Le motivazioni della sentenza, depositate dalla gup Calabi, dipingono un quadro a tinte fosche. Barbieri e Medri hanno “persistito nella loro politica aziendale incuranti dell’emorragia economica della società e dello sgretolamento del patrimonio degli investitori“. Non solo, hanno “continuato a distrarre scientemente gli asset di criptovalute altrui, favorendo taluni creditori e agendo anche per il proprio interesse per ripianare i buchi finanziari“. Parole dure che descrivono un comportamento predatorio ai danni di oltre 18.000 clienti che avevano riposto la loro fiducia e i loro capitali nella piattaforma.

Secondo la ricostruzione degli inquirenti, il progetto criminoso risalirebbe al momento del trasferimento della società da Malta all’Italia. Invece di affrontare la crisi incipiente, i due amministratori l’avrebbero “grandemente aggravata“. La strategia era tanto semplice quanto spregiudicata: incentivare “l’ingresso di nuovi clienti inconsapevoli del fatto che i fondi depositati sarebbero stati utilizzati per far fronte alle richieste di prelievo dei clienti già attivi sulla piattaforma“. Un meccanismo insostenibile, destinato a implodere con la chiusura della piattaforma e la perdita totale dei fondi per gli ultimi arrivati.

L’inchiesta e il dissesto milionario

L’inchiesta era partita nei primi mesi del 2023, quando The Rock Trading aveva improvvisamente “congelato” le attività, impedendo ai clienti di accedere ai propri portafogli digitali.
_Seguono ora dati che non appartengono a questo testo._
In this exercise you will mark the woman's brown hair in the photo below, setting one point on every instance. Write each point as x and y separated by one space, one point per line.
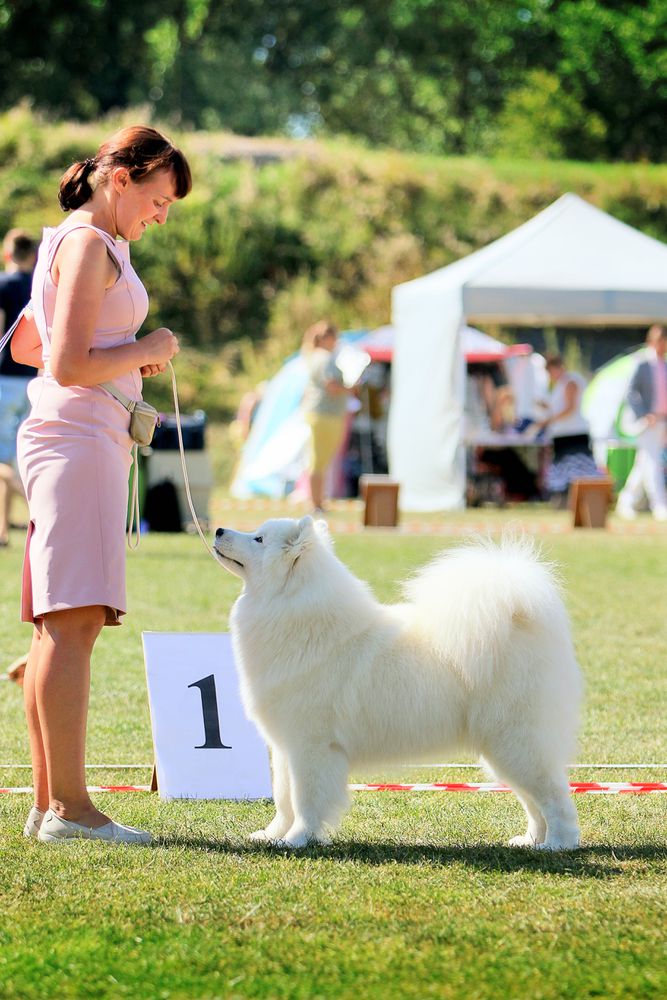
139 148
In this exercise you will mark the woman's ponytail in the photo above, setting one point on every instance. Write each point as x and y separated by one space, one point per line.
75 187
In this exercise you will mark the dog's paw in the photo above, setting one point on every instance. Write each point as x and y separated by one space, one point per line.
300 838
559 845
259 836
523 840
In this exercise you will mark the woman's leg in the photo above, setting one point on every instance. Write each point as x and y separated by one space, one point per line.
39 774
61 684
6 476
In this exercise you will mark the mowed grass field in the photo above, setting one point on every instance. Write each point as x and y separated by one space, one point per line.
418 897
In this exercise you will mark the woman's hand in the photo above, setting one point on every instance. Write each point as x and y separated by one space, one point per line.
159 347
147 371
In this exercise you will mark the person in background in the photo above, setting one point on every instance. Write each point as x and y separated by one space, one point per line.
324 404
19 251
74 452
647 398
567 429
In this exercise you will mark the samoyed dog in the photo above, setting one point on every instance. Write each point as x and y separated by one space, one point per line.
478 658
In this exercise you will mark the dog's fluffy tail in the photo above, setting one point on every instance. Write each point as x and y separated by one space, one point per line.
473 600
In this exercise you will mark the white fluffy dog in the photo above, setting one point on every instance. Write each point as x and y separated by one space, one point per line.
478 658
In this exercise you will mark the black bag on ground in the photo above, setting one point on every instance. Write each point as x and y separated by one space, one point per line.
162 511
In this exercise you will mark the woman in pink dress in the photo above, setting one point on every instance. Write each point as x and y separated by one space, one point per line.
74 452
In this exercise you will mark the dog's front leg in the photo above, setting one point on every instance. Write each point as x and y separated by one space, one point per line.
318 783
284 817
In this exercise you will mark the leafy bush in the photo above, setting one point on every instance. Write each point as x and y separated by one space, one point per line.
277 234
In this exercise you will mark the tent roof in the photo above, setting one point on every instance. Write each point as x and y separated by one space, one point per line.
476 346
571 264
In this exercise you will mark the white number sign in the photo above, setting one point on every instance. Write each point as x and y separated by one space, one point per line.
205 746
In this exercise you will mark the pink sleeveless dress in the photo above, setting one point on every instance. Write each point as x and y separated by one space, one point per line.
74 455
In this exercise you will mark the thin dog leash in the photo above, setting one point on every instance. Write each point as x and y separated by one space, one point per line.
183 465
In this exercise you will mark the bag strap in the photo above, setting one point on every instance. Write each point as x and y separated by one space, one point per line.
6 337
135 519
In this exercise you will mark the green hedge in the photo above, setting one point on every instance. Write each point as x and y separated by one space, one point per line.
276 234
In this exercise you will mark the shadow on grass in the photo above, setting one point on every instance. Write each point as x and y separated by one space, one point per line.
597 861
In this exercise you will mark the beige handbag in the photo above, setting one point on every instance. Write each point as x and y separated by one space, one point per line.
144 418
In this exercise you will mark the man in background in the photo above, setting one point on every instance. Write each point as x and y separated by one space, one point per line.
19 251
647 398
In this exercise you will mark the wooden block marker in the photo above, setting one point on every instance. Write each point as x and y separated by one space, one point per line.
589 501
380 496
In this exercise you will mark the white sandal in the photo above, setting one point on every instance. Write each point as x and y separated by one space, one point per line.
54 829
33 822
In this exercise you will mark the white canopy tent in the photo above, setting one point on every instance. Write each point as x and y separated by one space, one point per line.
570 265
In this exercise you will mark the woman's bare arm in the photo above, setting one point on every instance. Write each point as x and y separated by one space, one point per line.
83 273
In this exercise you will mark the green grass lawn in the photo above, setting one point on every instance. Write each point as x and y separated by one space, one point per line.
418 897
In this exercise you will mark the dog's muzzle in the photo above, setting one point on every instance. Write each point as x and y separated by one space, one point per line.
219 534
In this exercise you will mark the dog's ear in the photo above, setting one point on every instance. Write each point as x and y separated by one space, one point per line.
302 537
322 531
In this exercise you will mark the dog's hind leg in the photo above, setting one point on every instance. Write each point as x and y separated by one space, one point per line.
318 783
552 818
282 799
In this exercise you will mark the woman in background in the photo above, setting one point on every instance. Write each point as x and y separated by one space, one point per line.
567 428
324 405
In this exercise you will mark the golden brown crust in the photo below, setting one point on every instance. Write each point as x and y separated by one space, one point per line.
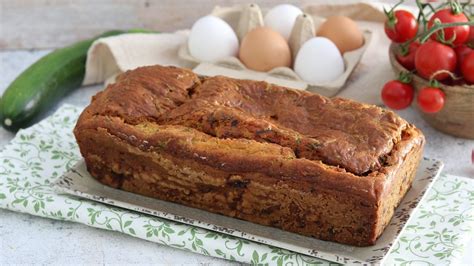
270 136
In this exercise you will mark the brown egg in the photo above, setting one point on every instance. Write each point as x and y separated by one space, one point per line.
343 31
263 49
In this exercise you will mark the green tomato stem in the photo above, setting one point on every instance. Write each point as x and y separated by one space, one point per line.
437 27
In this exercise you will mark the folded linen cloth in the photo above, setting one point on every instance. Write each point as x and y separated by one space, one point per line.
112 55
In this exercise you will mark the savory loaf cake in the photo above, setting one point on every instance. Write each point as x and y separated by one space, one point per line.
333 169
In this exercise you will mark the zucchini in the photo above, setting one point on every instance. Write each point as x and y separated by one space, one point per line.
47 81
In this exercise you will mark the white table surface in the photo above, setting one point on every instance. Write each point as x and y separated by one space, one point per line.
25 239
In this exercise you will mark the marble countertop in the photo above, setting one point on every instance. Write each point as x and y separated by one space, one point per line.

Un segnale d’allarme che ha dato il via a una complessa indagine, inizialmente per truffa e appropriazione indebita, poi evolutasi in bancarotta dopo la dichiarazione di liquidazione giudiziale della società nell’aprile 2023. Le indagini hanno rivelato che parte dei fondi era stata dirottata all’estero, su conti in Svizzera, Stati Uniti e Lituania.

Nel dicembre del 2024, la gip Rossana Mongiardo aveva disposto la custodia cautelare in carcere per Barbieri e Medri, riconoscendo la gravità dei fatti e il rischio di inquinamento probatorio. Le chat acquisite durante le indagini hanno fornito una prova schiacciante della consapevolezza degli imputati. “Se risulta che dobbiamo avere 1.000 bitcoin, dobbiamo mostrarglieli“, scrivevano tra loro nel 2022, per poi ammettere: “Si può provare in tanti modi, il punto è che non ce li abbiamo“. Una confessione implicita che svela la profondità di un bluff costato caro a migliaia di risparmiatori.

Risarcimenti e il futuro degli investitori

Oltre alla pena detentiva, la giudice ha disposto a carico degli imputati il pagamento di provvisionali di risarcimento per circa 14,3 milioni di euro in totale, destinate alle curatele delle società fallite. Una cifra importante, ma che copre solo una frazione del dissesto complessivo. Per gli oltre 250 investitori costituitisi parte civile, la strada per il recupero integrale delle somme perse sarà ancora lunga e dovrà passare attraverso un separato giudizio civile.

Questa sentenza, tuttavia, rappresenta una vittoria significativa. Come sottolineato dal Sindacato Italiano Tutela Investimenti e Risparmio (SITI), essa fornisce una solida base giuridica per avviare azioni risarcitorie non solo contro i fondatori, ma anche nei confronti di chi avrebbe dovuto vigilare e non lo ha fatto. Un monito per l’intero settore delle criptovalute, che dimostra come le regole e la tutela del risparmio siano principi non negoziabili, anche nell’universo della finanza digitale.